Dogberry has appeared in the pages of Police magazine for decades and is one of the most well-read sections of the magazine, with police officers swapping humorous stories of The Job.

Clive Chamberlain, chair of Dorset Police Federation, also pens the monthly Sidelines column in the magazine and often uses humorous anecdotes as a way to convey a more serious message. In relation to using laughter as the ‘best medicine’ for dealing with difficult situations, he says: “Is it a good or bad thing? I don’t know. I suppose it’s good in that it will help someone through an incident without going to pieces, it helps to deflect real feelings – but that’s good as long as at some point in the day you are able to download, share and acknowledge what you really feel with someone else.

“To continually deflect true emotion is ultimately bad… and can result in all sorts of mental health and other problems. I nearly drank myself to death and know others who still are.

“Ultimately police and emergency service workers are human, prick us and we bleed – we also have feelings. Many of us are not comfortable with acknowledging those emotions but it’s important to remember that big girls and boys do sometimes need to cry!

Police officer turned stand-up comedian Alfie MoorePolice officer turned stand-up comedian Alfie Moore believes the black humour prevalent in the job can be found in many situations where a ‘you and them’ scenario exists Alfie Moore is a police sergeant turned stand-up comedian, who has appeared in his own show, I Predicted a Riot, and has appeared at the Edinburgh Fringe. He uses some of what he has experienced and observed as a police officer in his routine.

He says: “It’s not, in my view, exclusive to 999 services or even colleagues. I think any situation where there is a ‘you and them’ scenario it’s prevalent – for example, in schools, among teenagers, shop floor workers, the military, prisons and so on. The more difficult the circumstances and conditions, the greater the need for a sub-culture.

“I would say it is more prevalent in 999 and military services than other jobs because of the very testing emotional demands of dealing with the terrible incidents they have to face.”
In one scenario he recalls a horrifying incident where they discovered a disembodied head on a riverbank, only to be asked by a police operator: “Is he still breathing?”

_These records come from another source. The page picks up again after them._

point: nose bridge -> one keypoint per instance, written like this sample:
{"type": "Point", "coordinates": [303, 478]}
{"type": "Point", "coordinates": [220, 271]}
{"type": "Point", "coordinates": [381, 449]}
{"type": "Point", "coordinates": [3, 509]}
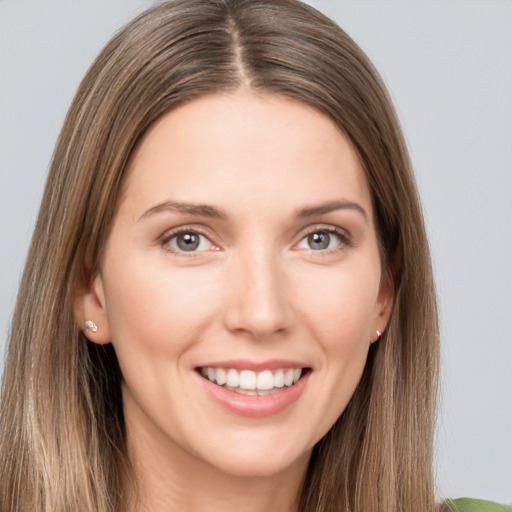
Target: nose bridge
{"type": "Point", "coordinates": [259, 301]}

Journalist Steve Bennett, editor for comedy website Chortle, said of the stand-up routine: “His closing story, about a disembodied head that showed up on a riverbank, is a brilliantly funny yarn full of slapstick and the grim humour that comes from the conflict between the unyielding organisational bureaucracy of the police and the ‘seen-it-all-before’ officers actually on the ground.”

Dr Charman said in her research that there is effectively a mutually defined ‘joke book’ written for and by members of the emergency services which reinforces a combined cultural identity; acts as glue in a way outsiders might see as trivial; helps build a strong reliance on each other’s skills and qualities in difficult situations; and fosters a strong degree of trust and rapport.

The research is published in the International Journal of Sociology and Social Policy.